We are hostages of fear, caught in an escalating cycle of violence whose end can not be seen.

We open our hearts in anger, sorrow and hope: that those who have been spared as well as those whose lives are changed forever may find solace, sustenance, and strength in the days of recovery and reflection that come. We give thanks for strangers who comfort the wounded and who welcome stranded strangers,for first responders who run toward the sound of gunfire and into the smoke and fire of bombing sites.

Once again, Holy One, we cry, how long, O Lord? We seek forgiveness for the ways in which we have tolerated enmity and endured cultures of violence with weary resignation. We grieve the continued erosion of the fabric of our common life, the reality of fear that warps the common good. We pray in grief, remembering the lives that have been lost and maimed, in body or spirit.

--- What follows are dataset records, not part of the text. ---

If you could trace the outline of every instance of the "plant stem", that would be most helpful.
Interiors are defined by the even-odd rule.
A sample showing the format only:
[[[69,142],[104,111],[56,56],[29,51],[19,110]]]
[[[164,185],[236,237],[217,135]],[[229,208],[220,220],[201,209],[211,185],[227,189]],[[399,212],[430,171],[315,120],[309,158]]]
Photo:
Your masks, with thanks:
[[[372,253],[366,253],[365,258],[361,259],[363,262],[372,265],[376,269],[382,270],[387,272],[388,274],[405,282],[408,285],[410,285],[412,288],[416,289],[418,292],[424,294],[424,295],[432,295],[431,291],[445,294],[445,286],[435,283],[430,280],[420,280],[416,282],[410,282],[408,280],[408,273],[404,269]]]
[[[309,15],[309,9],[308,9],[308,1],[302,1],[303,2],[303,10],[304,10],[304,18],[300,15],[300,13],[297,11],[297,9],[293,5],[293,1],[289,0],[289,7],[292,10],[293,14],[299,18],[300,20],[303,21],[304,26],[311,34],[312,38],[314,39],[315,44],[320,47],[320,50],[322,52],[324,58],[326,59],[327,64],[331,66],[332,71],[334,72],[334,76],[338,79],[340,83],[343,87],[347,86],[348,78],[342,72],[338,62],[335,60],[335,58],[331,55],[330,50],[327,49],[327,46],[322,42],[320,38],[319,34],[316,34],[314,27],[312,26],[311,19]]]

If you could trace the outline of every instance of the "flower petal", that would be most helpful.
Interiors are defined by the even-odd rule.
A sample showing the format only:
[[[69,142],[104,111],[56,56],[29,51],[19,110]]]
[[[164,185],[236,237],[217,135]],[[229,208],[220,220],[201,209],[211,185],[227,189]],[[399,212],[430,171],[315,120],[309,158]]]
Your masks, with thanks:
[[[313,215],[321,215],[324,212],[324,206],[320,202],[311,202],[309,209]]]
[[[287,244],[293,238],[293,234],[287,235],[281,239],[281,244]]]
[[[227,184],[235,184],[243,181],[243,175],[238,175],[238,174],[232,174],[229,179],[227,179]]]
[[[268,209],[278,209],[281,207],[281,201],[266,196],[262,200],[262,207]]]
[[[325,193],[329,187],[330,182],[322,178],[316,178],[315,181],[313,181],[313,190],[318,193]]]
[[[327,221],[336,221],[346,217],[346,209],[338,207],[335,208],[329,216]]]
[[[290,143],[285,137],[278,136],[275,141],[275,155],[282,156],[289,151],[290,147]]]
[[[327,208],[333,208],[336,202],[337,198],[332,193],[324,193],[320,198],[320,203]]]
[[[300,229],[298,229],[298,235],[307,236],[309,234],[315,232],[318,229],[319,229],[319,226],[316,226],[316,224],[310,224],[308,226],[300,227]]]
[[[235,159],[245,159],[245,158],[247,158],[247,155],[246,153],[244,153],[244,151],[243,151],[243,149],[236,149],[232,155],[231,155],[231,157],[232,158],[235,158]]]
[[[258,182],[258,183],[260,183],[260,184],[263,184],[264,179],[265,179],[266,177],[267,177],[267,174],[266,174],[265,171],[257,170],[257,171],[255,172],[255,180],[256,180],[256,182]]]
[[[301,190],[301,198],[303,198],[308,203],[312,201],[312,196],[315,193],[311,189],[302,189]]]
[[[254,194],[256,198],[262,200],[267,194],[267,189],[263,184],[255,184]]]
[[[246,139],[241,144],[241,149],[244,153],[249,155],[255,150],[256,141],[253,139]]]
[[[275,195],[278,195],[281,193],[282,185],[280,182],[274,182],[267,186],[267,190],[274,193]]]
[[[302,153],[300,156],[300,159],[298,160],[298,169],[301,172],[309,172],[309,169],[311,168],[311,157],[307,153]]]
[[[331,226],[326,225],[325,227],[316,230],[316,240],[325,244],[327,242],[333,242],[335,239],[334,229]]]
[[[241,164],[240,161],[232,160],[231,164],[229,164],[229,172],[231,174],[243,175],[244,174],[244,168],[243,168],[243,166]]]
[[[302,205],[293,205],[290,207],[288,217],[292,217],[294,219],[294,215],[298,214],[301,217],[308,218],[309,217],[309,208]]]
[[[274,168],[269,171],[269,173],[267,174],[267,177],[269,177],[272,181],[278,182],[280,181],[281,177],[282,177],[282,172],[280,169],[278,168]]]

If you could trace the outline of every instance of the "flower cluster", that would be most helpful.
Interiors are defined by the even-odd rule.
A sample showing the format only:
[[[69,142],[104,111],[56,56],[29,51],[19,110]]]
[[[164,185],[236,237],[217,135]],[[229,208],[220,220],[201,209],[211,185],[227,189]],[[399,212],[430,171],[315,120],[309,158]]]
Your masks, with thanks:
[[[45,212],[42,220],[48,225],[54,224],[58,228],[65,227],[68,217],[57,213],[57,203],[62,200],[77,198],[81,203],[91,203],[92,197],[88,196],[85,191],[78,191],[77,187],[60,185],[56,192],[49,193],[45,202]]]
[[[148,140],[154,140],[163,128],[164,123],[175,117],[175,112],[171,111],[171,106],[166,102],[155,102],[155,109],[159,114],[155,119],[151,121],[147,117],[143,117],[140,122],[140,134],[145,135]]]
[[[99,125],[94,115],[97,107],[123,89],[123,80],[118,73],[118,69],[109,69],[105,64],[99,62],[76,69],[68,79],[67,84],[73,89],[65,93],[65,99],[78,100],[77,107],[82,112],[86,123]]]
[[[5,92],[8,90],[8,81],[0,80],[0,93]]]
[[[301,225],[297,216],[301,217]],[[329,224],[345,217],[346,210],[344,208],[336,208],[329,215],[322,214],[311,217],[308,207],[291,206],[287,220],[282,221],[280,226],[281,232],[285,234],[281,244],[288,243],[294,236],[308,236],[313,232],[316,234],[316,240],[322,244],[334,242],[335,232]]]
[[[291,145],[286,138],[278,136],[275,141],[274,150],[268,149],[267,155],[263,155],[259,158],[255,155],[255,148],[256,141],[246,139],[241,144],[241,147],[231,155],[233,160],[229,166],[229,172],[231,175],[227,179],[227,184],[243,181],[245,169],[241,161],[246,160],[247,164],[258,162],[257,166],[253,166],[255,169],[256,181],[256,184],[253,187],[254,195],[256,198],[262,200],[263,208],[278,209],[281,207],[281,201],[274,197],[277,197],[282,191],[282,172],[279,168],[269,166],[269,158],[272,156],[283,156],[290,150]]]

We ask for sustaining courage for those who are suffering; wisdom and diligence among global and national agencies and individuals assessing threat and directing relief efforts; and for our anger and sorrow to unite in service to the establishment of a reign of peace, where the lion and the lamb may dwell together, and terror will not hold sway over our common life.

In these days of shock and sorrow, open our eyes, our hearts, and our hands to the movements of your Spirit, who flows in us like the river whose streams makes glad the city of God, and the hearts of all who dwell in it, and in You.

In the name of Christ, our healer and our Light, we pray, Amen.